ところがその直後、犯人は見せしめのように人質を射殺し、追い込まれた警察は人質を考慮してのゴム弾で突入作戦を開始する。
フレイジャーは盗聴器を仕掛けた犯人による作戦と気付くが間に合わず、入り口で爆発があり、その後同じ格好の人質たちが一斉に出てくる。人質と犯人の区別がつかないので、警察は全員の身柄を確保した。
行内に入った警察は、金庫の金が無事で、殺しはモデルガンと血糊による偽装と知った。取り調べでは犯人を特定できずお手上げになり、さらに何らかの圧力がかかり、上司から事件を葬るよう指示される。
フレイジャーはホワイトを訪ねケイト会長の秘密を聞くが彼女は口を割らず、ホワイトはケイトの秘密を守ることを条件に彼から多額の小切手を受け取った。
1週間後、地下の備品室の壁裏にスペースを作って隠れていたダルトンは、封筒と大量のダイヤを持って表に出て、入れ違いに392番の貸金庫を見たフレイジャーは、ケース入り指輪と「指輪を追え」のメッセージを発見する。
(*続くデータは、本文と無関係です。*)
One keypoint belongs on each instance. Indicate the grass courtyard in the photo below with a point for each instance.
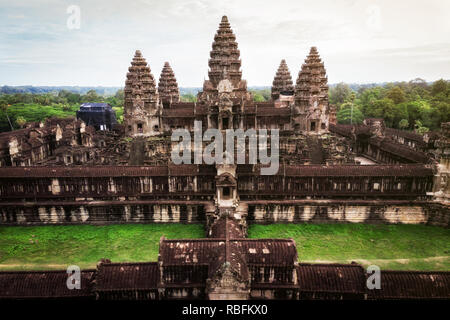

フレイジャーは、ケイトとホワイトへの捜査を開始する。そして家に帰り、ポケットに見知らぬダイヤを見つけ、銀行ですれ違った男を思い出して全てを悟りニヤリと笑った。

《感想》銀行強盗犯は、人質に自分たちと同じ服装をさせて紛れ込み、見分けがつかないようにして警察の手を逃れるが、映画の展開には、事件の進行の合間にその後の取調べシーンを挿入して、事件の顛末を少しずつ見せていく。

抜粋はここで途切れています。